In the face of African-American voters’ overwhelming support for President Obama in the 2012 election, some right-wing pundits dismissed this as simply racial allegiance rather than an embrace of liberal positions. A recently released poll demonstrates, perhaps to their chagrin, that the Christian Right’s investment in Black antichoice leaders, such as Ryan Bomberger of the Radiance Foundation and Bishop Harry Jackson, was unsuccessful in moving the African-American community on reproductive justice. It seems that the Radiance Foundation’s provocative 2011 billboard campaign with statements like “the most dangerous place for an African-American is in the womb” fell short.
Conducted nearly two weeks after the 2012 election, the poll asked African-American adults for their views on hot button issues like sexual health education and abortion. The majority of participants—who represented different religious and political affiliations, and ranged in age, education, and income—mirrored the President’s positions on women’s rights, including support for abortion (79%) and contraceptive access (94%). When asked about teen sex education, the majority supported a comprehensive curriculum that includes “prevention of HIV-AIDS and STDs, sexual and domestic abuse, unintended pregnancy, abstinence, and healthy romantic relationships.” Reproductive justice activist Jasmine Burnett, whose innovative work helped bring the infamous billboards down, confirms: “The propaganda used by the right-wing to frame our community as being aligned with their political interest to end women’s access to reproductive health is wrong.”
These results are validating to the women of color leaders who developed the reproductive justice framework, which looks at a range of reproductive health and rights issues beyond abortion and at those communities most vulnerable to antichoice attacks. Veteran women’s health advocate, Eleanor Hinton Hoytt, President and CEO of the Black Women’s Health Imperative, told PRA: “This is the first time we have the evidence to definitively state: Black people support the full range of reproductive rights including abortion. The study also makes clear, regardless of class status, the majority of African-Americans believe that public funding should be available for abortion care.”
The right-wing has demonstrated a continued commitment to the assault on reproductive rights, with low-income individuals, who are disproportionately women or trans people of color, suffering the most. In addition to maintaining an antichoice Republican majority in the House of Representatives and continually passing the Hyde Amendment banning federal funding of abortion, the antichoice movement is experiencing sweeping success at the state level. In 2012 alone, according to NARAL Pro-Choice America, 42 anti-choice measures were brought to fruition, including bans on abortion care after 20 weeks, laws prohibiting abortion coverage in state health-insurance exchanges, and laws that prohibit state funds from going to Planned Parenthood or to any health center that provides abortion services, even if that money is earmarked for other service. The Right is also waging a relentless fight in the courts against the Affordable Care Act, arguing that the law violates the religious liberty of corporations by insisting that their insurance plans cover contraception (see PRA’s forthcoming report, Redefining Religious Liberty, on March 14th).

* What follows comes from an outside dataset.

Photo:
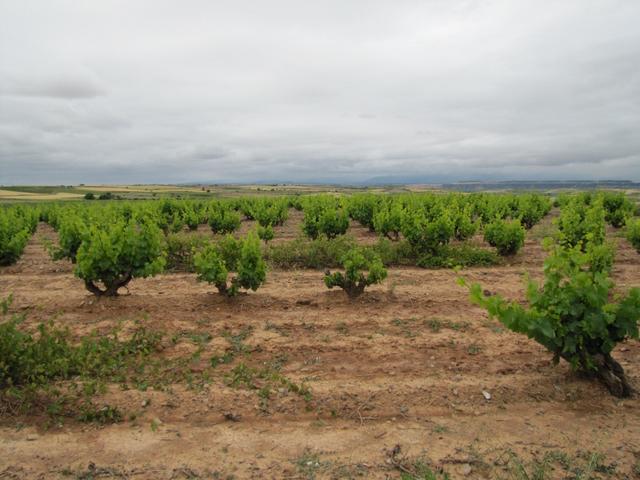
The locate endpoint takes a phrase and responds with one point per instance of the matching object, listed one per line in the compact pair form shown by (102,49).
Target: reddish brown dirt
(380,371)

Hoytt believes the findings provide a new opening to build a broader coalition of reproductive justice support, recognizing that while Black communities might suffer the most from right-wing attacks, they do not share their ideology. “Now we are armed with the data to go with confidence to coalition meetings, allies, and constituents and invite them to join us on the campaign to repeal the Hyde amendment and support Black women and girls’ capacity to have the self determination to make decisions about their bodies especially their reproductive health.”
Jasmine shares Eleanor’s sentiments, saying of the study “this means our community is behind us, and supports our efforts to not only protect reproductive health services, but also stands in defense of our self-determination and dignity to make the best decisions for our lives and families.”